Dr. Sawyer returned home in the early 1970s and was later appointed dean of Liberia College, the UL’s Liberal Arts College. As a Political Science teacher, he attracted one of the largest classes at the university. The administration, given the huge number of students in that class, was forced to transfer it to the UL auditorium.

It was during his days as a UL professor that he joined Dr. Togba-Nah Tipoteh, Dr. H. Boima Fahnbulleh and Dew Tuan Wleh Mayson, all of whom had returned with ideologies of liberating Africa, in founding the Movement for Justice in Africa (MOJA). MOJA and Baccus Matthews’ Progressive Alliance of Liberia (PAL) became the leading political activists of the 1970s. The two groups conscientized Liberian students and youth, enhanced their political awareness and sharpened their rhetoric for change in Liberia.

Speaking further, Dr. Sawyer said their first contact was with the African Party for the Independence of Guinea and Cape Verde, P.A.I.G.C. (Guinea Bissau). He said they were so much into the liberation of the continent that they attempted to join the forces in Bissau to fight against the Portuguese, who were the colonial masters of both nations.

Meanwhile on the home front, he and his colleagues continue to advocate for change in the governance structure of the state. In 1978, it was announced that elections for the mayor of Monrovia was coming up and he and others believed that would have been a better way to exercise true democracy. “I ran to become mayor of Monrovia but I was told to become a member of the True Whig Party (TWP). I said no.” Although he didn’t win the election, his “Sawyer for Mayor” campaign led to changes in the election law for young people to vote without any attachments.

Before that time, it was in the law that young people of voting age should own property before they could be allowed to vote. He said because of their struggle for equal rights for every Liberian, today there are at least 22 registered political parties when for more than 100 years of the nation’s existence, there was only one political party, the TWP.
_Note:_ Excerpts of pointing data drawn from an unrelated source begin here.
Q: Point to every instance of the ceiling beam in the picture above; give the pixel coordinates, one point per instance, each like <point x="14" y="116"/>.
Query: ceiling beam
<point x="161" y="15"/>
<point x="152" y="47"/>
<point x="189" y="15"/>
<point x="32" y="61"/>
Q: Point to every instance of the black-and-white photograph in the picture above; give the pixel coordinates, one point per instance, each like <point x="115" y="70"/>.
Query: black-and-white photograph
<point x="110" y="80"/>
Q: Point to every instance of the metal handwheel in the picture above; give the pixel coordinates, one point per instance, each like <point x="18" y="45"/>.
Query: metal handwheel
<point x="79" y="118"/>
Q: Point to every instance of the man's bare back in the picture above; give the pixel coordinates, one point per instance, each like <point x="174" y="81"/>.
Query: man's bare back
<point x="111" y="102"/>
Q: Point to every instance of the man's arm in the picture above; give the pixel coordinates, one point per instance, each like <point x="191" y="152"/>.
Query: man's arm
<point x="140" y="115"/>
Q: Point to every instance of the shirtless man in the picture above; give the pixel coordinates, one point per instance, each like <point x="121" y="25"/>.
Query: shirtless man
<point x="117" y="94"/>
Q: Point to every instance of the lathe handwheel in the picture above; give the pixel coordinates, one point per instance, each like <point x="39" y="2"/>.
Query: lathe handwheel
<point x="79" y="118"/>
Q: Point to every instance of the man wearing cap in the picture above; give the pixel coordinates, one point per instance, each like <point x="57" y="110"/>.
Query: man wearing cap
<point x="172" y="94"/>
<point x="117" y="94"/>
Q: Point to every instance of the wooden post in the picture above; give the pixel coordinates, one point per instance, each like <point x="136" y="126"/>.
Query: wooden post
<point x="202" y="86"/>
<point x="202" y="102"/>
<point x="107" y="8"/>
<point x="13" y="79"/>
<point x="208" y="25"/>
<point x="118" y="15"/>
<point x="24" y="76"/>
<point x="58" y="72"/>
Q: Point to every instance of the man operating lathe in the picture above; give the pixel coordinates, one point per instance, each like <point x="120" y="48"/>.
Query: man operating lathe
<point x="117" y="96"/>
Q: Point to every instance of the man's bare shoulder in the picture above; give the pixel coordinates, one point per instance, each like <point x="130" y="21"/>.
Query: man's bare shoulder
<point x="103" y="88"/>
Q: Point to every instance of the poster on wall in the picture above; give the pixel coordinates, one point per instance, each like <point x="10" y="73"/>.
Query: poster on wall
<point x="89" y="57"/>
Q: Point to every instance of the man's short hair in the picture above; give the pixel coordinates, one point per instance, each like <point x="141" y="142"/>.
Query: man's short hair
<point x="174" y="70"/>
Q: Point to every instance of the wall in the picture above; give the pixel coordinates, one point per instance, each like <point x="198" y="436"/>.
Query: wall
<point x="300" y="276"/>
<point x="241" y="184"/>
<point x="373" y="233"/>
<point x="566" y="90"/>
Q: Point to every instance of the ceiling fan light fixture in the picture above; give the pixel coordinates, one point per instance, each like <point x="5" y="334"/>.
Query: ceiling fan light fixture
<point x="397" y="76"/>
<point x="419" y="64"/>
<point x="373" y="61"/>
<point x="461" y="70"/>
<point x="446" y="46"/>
Dr. Sawyer became more prominent in the nation when the Economic Community of West African States’ (ECOWAS) Mediation Committee, including various Liberian delegations, elected him Chairman of the Interim Government of National Unity (IGNU) in September of 1990. The Committee was chaired by former Gambian President, Sir. Dawda K. Jawara.

He served until 1994 before handing over to another interim arrangement.

Presently, he heads the nation’s Governance Commission, which seeks to draw out policies that lead to decentralization and devolution of power from the Chief Executive.

Dr. Sawyer was born on June 15, 1945 in Greenville, Sinoe County.

He celebrated his 70th birthday on Sunday with a thanksgiving service at the St. Stephen Episcopal Church at 10th Street, Monrovia.